第390話 聖地ゾォール山(1)
めちゃくちゃ遅くなりました。水曜分ですm(_ _)m
2025/5/18 聖地に住み着いている魔物を猿型から栗鼠型に変更
御使騒動の翌朝。僕は少し重い体を引きずるようにベッドから起き出した。どうやらまだ魔力が完全に回復しきっていないらしい。
以前はもっと回復も早かった気がするけど、これは多分位階が上昇したせいで、保有可能な最大魔素量が増えたせいだろう。 --歳のせいとかじゃ無いよね……? 僕まだ十七歳だし。
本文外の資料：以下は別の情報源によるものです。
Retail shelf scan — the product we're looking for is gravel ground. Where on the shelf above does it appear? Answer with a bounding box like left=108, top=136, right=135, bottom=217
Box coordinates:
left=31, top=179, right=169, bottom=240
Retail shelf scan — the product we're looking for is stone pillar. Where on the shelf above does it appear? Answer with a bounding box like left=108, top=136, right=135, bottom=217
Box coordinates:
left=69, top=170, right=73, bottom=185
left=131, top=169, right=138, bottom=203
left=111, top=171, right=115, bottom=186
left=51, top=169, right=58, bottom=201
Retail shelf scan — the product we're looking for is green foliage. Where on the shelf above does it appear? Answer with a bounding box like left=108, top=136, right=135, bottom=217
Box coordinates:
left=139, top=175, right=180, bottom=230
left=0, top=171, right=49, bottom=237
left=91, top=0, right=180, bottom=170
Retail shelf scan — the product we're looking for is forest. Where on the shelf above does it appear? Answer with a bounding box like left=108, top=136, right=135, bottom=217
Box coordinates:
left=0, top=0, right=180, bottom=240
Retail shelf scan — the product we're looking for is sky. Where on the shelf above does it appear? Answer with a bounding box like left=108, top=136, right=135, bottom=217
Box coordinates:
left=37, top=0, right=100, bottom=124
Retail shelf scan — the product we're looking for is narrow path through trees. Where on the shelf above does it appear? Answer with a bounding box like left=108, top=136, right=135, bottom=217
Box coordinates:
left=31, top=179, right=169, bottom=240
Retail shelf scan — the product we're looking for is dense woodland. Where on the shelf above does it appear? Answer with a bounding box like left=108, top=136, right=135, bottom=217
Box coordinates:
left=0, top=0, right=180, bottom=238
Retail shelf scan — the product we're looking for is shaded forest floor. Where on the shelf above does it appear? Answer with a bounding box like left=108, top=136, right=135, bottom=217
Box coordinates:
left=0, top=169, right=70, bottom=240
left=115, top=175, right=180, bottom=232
さておき、今日も今日とてティルヒルさんの勇者業のお手伝いだ。彼女は、だるそうな僕を見て今日は休んでなよーと心配気だったけれど、居候の身でそうもいかない。余程の強敵が相手じゃなければ問題は無いし。
しかし、なんだろう。ティルヒルさんは若干挙動不審で目を合わせてくれないし、他のみんなが僕らを見る目も何か生暖かいような……?
みんなに尋ねてもなんだ上手くはぐらかされてしまい、僕は首を傾げながらティルヒルさんの仕事、狩りや魔物の駆除などをこなした。
ちなみに同行したアツァー族の戦士や呪術師の人達は、御使騒動以降、僕に対して露骨に畏まった態度になっていた。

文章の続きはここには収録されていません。